Tragor sat down and waited for the Coordinator to question him. The chair he was sitting in was narrow and straight. His own face was in light, but the Coordinator's face was partially shadowed. He could see enough to know that the Coordinator's jaw was very firmly set. Coordinator Kraii had the rose-tinted complexion of a quite young Martian, but his eyes were bleak with half a century of hard living. An irreverent, almost outrageous thought flashed across Tragor's mind as he returned Kraii's noncommittal stare. How many Martian women had Kraii known, and what had they done to the iron assurance he was supposed to possess?
If he had been very successful with women a little of the edge might have been taken off his rumored ruthlessness. But if he had not fared too well in his amorous conquests frustration might have made him potentially malignant. It was not a possibility which could be lightly dismissed.
Kraii was speaking now and his voice had a harsh edge to it.
"As you know, Tragor, a leader in an undertaking as momentous as this must do his duty as he sees it. He must not spare the guilty if he is to be faithful to his trust. I like you, Tragor. I have always liked you. But that is not the point at issue. You were the chief architect of our Great Plan for the conquest of Earth and you have failed."
"But surely—"
"No, wait. Do not interrupt me, Tragor. You have failed tragically. Now I am going to ask you to be very frank. I want you to tell me in your own words just why you were so sure the Plan would succeed, and why I had to discover for myself, indirectly, that you had made a serious, perhaps fatal, blunder."
Tragor's mouth had gone very dry. He tried to swallow, but there was a tight constriction in his throat.
"I may have made a few mistakes," he heard himself saying. "But everyone makes mistakes. There is still hope...."
"I could enter into a long discussion with you, Tragor," Kraii said. "I could take the tragedy of your failure from the beginning and carry it forward step by step. But nothing would be gained by that. I want you to summarize, very briefly, the whole intent and purpose of the plan. I want you to hear you explain it. I am familiar with it, of course, or I would not be where I am. But I want to hear about it again from its chief architect."

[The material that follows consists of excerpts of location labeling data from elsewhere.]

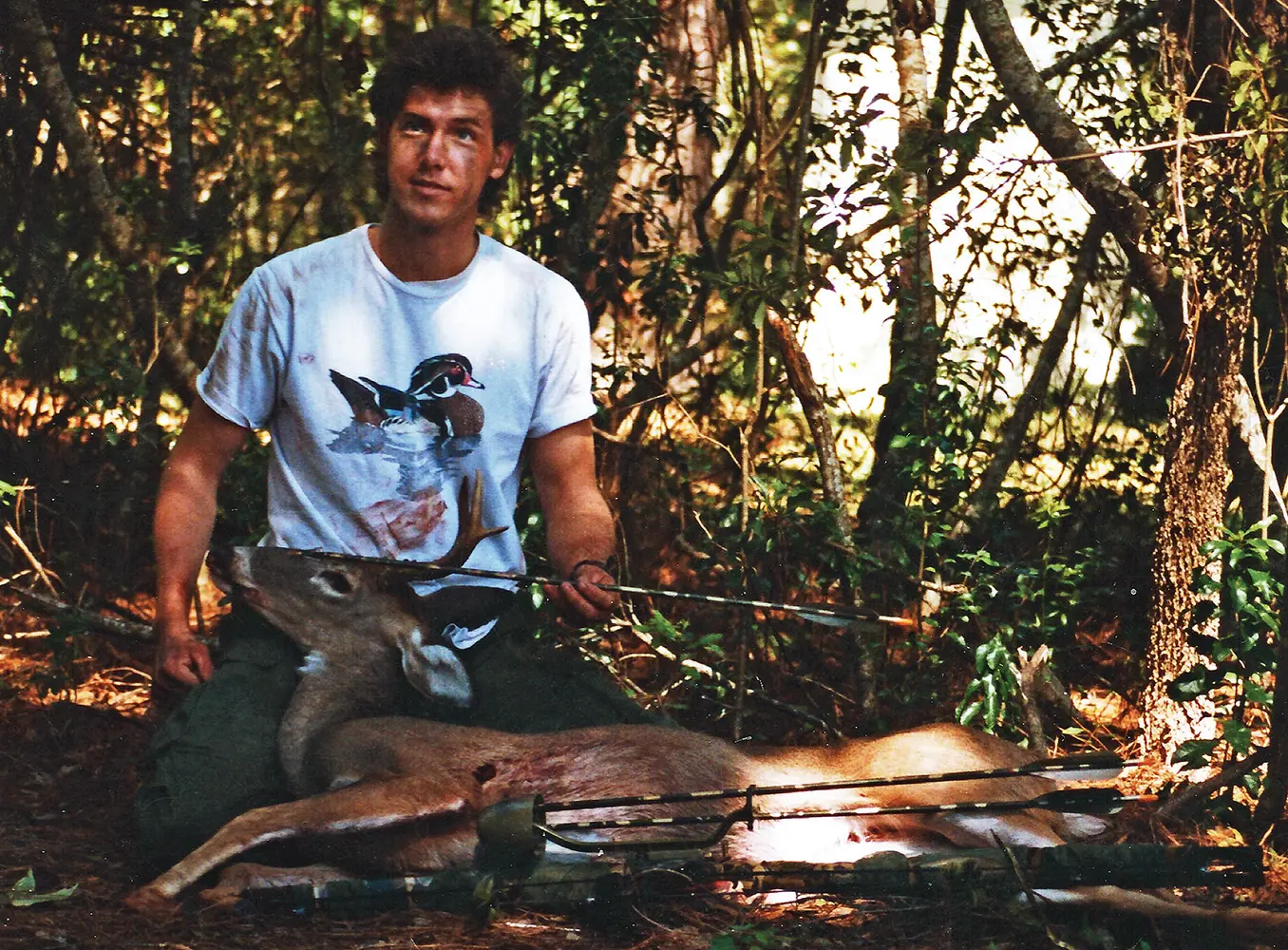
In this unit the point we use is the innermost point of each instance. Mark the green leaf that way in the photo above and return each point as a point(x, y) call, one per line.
point(1191, 685)
point(1238, 735)
point(24, 892)
point(1258, 694)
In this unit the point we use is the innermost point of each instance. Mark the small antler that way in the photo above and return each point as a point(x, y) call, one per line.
point(469, 523)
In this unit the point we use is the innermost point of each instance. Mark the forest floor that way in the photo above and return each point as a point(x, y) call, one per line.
point(66, 783)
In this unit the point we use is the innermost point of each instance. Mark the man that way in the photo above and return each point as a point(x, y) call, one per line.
point(388, 364)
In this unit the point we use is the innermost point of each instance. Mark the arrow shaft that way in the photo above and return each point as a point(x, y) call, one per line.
point(1063, 766)
point(820, 613)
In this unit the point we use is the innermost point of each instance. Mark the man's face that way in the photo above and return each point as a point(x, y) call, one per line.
point(440, 156)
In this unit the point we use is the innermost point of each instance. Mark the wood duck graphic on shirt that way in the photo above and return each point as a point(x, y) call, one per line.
point(426, 428)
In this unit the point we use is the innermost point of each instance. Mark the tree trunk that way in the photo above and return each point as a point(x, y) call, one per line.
point(916, 338)
point(1225, 232)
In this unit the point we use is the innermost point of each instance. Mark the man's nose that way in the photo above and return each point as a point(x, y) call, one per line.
point(436, 148)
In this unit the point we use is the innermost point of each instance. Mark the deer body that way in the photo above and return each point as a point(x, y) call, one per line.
point(388, 794)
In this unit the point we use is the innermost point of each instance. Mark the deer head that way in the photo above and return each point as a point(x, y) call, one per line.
point(350, 613)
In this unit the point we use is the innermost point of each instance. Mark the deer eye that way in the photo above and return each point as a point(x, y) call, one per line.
point(335, 580)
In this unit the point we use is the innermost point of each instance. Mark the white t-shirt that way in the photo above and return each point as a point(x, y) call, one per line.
point(382, 394)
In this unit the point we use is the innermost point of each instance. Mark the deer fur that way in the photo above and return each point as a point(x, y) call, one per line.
point(387, 794)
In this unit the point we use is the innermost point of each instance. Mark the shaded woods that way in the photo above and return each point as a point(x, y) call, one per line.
point(1068, 222)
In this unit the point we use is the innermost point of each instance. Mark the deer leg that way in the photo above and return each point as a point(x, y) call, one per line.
point(237, 878)
point(362, 808)
point(1261, 927)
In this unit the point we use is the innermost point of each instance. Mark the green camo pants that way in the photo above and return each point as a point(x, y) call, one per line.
point(217, 754)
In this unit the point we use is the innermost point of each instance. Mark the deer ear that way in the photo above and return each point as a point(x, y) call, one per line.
point(436, 671)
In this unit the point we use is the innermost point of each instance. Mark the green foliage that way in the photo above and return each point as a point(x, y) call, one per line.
point(1234, 629)
point(24, 893)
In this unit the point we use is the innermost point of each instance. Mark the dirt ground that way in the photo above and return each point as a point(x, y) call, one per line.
point(67, 777)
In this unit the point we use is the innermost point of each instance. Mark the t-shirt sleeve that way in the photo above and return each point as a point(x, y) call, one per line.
point(241, 380)
point(563, 387)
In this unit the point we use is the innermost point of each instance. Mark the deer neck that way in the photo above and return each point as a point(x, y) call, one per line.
point(351, 679)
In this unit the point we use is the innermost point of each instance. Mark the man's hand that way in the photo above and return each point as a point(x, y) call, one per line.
point(581, 599)
point(181, 657)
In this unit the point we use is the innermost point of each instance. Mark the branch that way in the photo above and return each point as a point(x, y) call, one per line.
point(986, 499)
point(1229, 775)
point(53, 607)
point(1126, 216)
point(32, 39)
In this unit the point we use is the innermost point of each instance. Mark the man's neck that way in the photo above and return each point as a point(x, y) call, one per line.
point(413, 254)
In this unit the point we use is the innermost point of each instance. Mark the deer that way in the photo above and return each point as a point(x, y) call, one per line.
point(389, 794)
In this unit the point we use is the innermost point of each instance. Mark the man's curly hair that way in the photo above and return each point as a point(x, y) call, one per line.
point(444, 60)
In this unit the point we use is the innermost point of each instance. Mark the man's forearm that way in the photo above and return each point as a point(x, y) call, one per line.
point(581, 530)
point(184, 519)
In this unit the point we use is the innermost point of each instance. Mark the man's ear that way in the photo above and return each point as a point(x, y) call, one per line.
point(502, 155)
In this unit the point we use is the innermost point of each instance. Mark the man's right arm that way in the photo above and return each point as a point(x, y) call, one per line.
point(184, 519)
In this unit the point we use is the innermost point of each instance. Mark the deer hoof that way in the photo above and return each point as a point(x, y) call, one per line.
point(149, 900)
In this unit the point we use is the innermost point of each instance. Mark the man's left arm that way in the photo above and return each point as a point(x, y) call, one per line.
point(578, 523)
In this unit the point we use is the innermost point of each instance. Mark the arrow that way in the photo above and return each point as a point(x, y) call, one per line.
point(1085, 766)
point(827, 614)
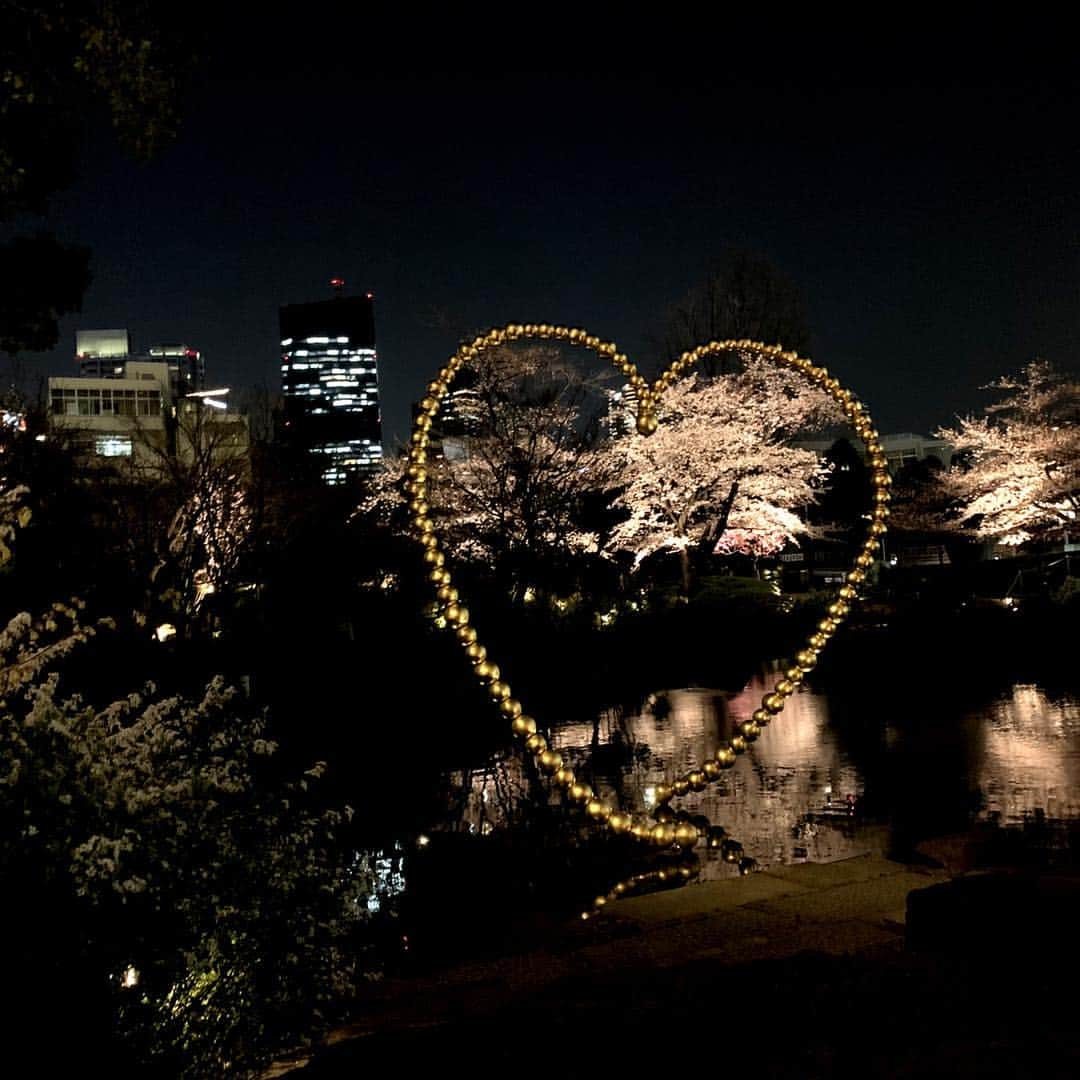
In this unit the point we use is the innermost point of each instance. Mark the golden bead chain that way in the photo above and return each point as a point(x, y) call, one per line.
point(679, 836)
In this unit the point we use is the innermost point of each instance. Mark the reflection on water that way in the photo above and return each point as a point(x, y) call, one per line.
point(786, 799)
point(1030, 758)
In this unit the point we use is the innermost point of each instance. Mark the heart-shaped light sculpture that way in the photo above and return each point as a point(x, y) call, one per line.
point(664, 831)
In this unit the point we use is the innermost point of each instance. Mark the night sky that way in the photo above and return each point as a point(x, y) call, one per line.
point(932, 228)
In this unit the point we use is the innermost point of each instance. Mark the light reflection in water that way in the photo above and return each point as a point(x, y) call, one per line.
point(1030, 758)
point(783, 800)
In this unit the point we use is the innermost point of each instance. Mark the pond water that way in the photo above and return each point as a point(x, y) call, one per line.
point(832, 777)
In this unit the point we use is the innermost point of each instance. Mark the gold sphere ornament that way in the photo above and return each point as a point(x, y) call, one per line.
point(450, 611)
point(662, 836)
point(524, 726)
point(647, 423)
point(686, 835)
point(551, 761)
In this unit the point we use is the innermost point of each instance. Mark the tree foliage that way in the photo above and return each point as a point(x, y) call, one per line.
point(514, 499)
point(208, 905)
point(41, 280)
point(746, 298)
point(1018, 474)
point(57, 62)
point(719, 473)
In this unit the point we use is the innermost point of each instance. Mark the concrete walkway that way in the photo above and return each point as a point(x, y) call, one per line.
point(851, 907)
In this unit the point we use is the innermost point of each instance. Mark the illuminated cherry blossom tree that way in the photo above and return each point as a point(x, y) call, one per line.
point(1018, 473)
point(511, 497)
point(720, 474)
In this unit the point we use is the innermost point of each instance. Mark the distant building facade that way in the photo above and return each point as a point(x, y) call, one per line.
point(142, 409)
point(331, 383)
point(459, 420)
point(907, 447)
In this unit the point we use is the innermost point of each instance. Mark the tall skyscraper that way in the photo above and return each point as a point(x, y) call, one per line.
point(329, 381)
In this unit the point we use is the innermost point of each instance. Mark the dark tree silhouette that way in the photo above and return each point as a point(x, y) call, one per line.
point(744, 297)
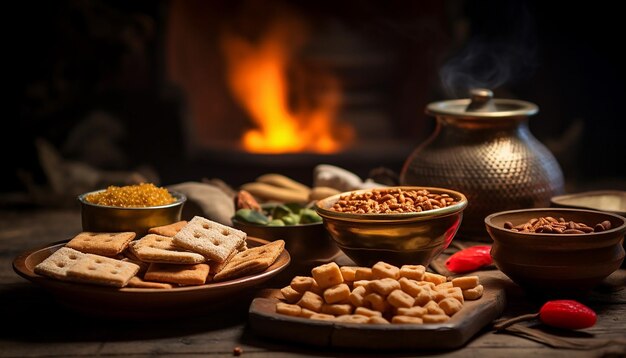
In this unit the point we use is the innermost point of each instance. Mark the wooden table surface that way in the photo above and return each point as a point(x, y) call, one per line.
point(35, 325)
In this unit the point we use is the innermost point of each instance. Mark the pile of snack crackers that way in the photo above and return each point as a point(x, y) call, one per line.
point(180, 254)
point(380, 294)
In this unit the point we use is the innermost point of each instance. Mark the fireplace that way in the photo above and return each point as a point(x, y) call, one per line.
point(284, 86)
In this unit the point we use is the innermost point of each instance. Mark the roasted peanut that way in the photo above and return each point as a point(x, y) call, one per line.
point(551, 225)
point(393, 200)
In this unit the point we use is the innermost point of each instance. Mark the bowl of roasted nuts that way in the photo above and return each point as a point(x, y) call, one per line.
point(402, 225)
point(557, 251)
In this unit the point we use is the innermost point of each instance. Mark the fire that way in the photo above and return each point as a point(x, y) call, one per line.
point(257, 76)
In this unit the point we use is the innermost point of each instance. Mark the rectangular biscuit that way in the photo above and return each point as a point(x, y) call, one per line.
point(159, 248)
point(209, 238)
point(251, 261)
point(101, 270)
point(137, 282)
point(168, 230)
point(195, 274)
point(101, 243)
point(57, 264)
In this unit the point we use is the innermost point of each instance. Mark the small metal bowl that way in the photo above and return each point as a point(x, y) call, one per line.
point(100, 218)
point(307, 244)
point(556, 264)
point(401, 238)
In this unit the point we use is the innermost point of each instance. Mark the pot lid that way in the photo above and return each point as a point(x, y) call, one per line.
point(481, 104)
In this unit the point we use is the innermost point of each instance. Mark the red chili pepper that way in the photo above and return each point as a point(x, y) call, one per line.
point(470, 259)
point(568, 314)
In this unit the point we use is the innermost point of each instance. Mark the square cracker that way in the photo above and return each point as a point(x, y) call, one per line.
point(195, 274)
point(101, 243)
point(159, 248)
point(168, 230)
point(209, 238)
point(251, 261)
point(101, 270)
point(57, 264)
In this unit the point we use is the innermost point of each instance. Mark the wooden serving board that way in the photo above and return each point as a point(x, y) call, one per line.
point(455, 333)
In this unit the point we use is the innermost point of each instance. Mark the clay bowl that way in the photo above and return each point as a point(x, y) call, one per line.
point(101, 218)
point(557, 264)
point(400, 238)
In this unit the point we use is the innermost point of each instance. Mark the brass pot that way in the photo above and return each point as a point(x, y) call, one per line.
point(483, 148)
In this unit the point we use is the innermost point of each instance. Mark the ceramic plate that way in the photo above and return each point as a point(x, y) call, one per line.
point(612, 201)
point(145, 302)
point(464, 325)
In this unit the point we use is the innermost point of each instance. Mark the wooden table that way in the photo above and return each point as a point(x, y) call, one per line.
point(37, 326)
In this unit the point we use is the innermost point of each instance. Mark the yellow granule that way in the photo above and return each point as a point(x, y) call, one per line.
point(140, 195)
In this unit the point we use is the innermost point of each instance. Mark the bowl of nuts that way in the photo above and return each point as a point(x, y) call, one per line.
point(400, 225)
point(557, 251)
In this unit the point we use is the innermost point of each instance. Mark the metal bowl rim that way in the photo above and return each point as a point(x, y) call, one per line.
point(395, 217)
point(180, 199)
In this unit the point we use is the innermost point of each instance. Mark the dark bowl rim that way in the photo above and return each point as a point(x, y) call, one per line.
point(180, 199)
point(244, 223)
point(559, 200)
point(617, 229)
point(395, 217)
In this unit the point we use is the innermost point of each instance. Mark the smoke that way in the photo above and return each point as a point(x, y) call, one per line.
point(498, 53)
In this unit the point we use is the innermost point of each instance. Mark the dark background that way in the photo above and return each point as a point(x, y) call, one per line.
point(76, 58)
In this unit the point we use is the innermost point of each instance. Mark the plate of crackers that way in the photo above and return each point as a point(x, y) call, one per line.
point(187, 267)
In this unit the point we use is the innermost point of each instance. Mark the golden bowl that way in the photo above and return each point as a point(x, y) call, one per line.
point(100, 218)
point(396, 238)
point(553, 264)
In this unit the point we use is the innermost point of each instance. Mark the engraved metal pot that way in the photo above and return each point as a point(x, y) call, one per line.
point(483, 148)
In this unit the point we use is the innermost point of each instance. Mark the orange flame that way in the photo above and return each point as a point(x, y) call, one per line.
point(257, 78)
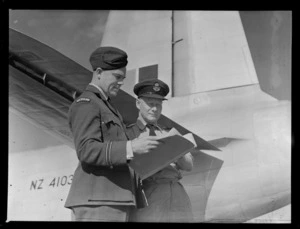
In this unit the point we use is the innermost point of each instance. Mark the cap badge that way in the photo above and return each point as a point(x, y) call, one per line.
point(156, 87)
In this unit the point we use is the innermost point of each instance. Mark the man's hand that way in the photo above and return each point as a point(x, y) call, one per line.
point(144, 144)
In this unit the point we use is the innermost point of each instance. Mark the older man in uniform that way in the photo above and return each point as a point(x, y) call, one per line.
point(104, 186)
point(167, 198)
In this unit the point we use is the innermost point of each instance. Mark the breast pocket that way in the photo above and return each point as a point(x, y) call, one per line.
point(111, 127)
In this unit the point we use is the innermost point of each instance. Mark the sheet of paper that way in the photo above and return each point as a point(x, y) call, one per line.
point(170, 149)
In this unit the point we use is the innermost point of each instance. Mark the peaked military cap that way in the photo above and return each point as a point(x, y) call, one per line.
point(153, 88)
point(108, 58)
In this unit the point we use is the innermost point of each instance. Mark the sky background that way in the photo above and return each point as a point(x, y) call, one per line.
point(77, 33)
point(74, 33)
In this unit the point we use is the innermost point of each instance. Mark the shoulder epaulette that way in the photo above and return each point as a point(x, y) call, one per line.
point(83, 100)
point(130, 125)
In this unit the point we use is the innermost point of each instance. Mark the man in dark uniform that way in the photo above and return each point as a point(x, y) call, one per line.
point(167, 198)
point(103, 186)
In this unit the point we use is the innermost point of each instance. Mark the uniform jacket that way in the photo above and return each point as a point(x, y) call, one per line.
point(103, 176)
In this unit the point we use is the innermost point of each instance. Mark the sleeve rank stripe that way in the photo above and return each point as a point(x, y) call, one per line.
point(109, 152)
point(106, 151)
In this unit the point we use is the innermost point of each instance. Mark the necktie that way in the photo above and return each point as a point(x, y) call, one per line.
point(151, 130)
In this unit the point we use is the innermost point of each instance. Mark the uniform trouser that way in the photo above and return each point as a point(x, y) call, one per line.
point(105, 213)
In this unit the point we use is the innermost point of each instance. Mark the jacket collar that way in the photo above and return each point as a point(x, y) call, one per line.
point(142, 124)
point(97, 90)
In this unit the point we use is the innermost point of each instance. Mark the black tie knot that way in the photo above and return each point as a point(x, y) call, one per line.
point(151, 129)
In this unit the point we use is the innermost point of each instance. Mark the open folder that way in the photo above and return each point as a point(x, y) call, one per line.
point(171, 147)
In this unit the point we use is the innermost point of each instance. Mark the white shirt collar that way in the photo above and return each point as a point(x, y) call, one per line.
point(100, 90)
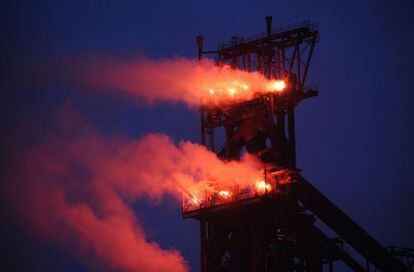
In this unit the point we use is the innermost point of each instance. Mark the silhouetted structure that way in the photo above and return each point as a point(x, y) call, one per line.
point(275, 231)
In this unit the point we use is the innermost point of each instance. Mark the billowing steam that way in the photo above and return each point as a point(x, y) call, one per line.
point(173, 80)
point(77, 188)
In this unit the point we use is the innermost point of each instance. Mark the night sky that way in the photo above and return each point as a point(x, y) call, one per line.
point(354, 141)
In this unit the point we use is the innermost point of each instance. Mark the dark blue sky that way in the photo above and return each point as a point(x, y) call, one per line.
point(355, 141)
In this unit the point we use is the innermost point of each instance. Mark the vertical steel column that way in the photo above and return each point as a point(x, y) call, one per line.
point(269, 46)
point(202, 113)
point(292, 140)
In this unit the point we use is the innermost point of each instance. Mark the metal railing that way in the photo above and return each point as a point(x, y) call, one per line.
point(236, 40)
point(274, 184)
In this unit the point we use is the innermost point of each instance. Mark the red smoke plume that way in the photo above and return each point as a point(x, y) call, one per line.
point(176, 80)
point(77, 187)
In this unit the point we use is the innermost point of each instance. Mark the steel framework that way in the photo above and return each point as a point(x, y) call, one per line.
point(276, 231)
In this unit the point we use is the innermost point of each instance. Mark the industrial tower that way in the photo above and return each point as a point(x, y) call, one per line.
point(275, 231)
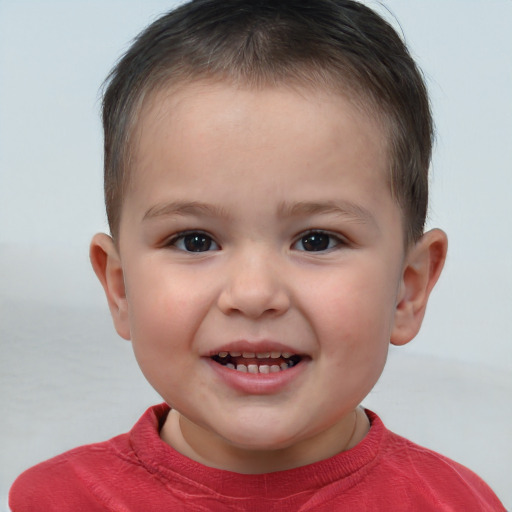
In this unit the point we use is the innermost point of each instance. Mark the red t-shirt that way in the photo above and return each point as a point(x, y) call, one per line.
point(137, 471)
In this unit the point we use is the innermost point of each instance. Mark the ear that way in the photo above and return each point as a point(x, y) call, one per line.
point(422, 268)
point(107, 266)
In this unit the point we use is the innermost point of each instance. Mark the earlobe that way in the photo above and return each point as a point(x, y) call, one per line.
point(106, 263)
point(422, 268)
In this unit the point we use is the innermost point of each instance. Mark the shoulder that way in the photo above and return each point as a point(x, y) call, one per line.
point(68, 480)
point(433, 478)
point(92, 477)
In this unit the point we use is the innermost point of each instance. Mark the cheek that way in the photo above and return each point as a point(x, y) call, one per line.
point(354, 315)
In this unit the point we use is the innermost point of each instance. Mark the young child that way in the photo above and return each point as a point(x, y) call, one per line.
point(266, 188)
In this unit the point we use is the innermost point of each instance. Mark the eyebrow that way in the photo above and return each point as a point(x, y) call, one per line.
point(184, 208)
point(347, 209)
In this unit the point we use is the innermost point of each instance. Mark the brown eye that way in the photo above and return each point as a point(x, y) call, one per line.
point(195, 242)
point(316, 241)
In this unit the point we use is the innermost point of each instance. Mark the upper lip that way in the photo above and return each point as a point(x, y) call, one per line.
point(256, 347)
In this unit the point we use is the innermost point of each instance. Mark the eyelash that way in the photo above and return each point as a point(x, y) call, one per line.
point(181, 237)
point(322, 238)
point(333, 241)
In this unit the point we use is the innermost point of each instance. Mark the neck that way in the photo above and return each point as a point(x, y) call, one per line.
point(210, 450)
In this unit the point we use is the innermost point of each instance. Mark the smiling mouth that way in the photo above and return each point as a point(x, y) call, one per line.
point(264, 362)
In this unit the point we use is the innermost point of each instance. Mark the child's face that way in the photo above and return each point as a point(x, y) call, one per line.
point(259, 222)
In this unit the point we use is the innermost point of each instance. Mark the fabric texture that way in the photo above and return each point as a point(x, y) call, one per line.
point(137, 471)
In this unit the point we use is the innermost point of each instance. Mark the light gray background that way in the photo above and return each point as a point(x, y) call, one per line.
point(66, 379)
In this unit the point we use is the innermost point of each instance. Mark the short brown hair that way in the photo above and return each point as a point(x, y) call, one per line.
point(339, 44)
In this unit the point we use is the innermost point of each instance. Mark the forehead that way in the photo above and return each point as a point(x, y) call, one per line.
point(187, 114)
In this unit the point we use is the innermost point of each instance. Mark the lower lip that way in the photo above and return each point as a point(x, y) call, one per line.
point(258, 383)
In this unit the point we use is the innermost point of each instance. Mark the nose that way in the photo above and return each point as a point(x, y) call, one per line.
point(255, 286)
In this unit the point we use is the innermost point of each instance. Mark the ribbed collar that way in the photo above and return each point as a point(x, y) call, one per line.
point(187, 476)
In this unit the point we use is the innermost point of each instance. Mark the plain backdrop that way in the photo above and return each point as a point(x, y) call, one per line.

The full, ghastly truth dawned on Tragor then—the awful certainty that he was on trial for his life. He might never leave the compartment with the blood warm in his veins. He might never see another sunrise, on Mars or on Earth, never experience again all the joys of the flesh; never feast and dine and dance and hold a beautiful woman in a fierce and ardent embrace. He saw himself crying out in agony, his flesh blackened by the fiery blast of a hand-gun, blood streaming from a horrible, gaping wound in his chest. He knew that he must talk fast and talk convincingly, if he hoped to go on living. And he knew that he had to keep it brief.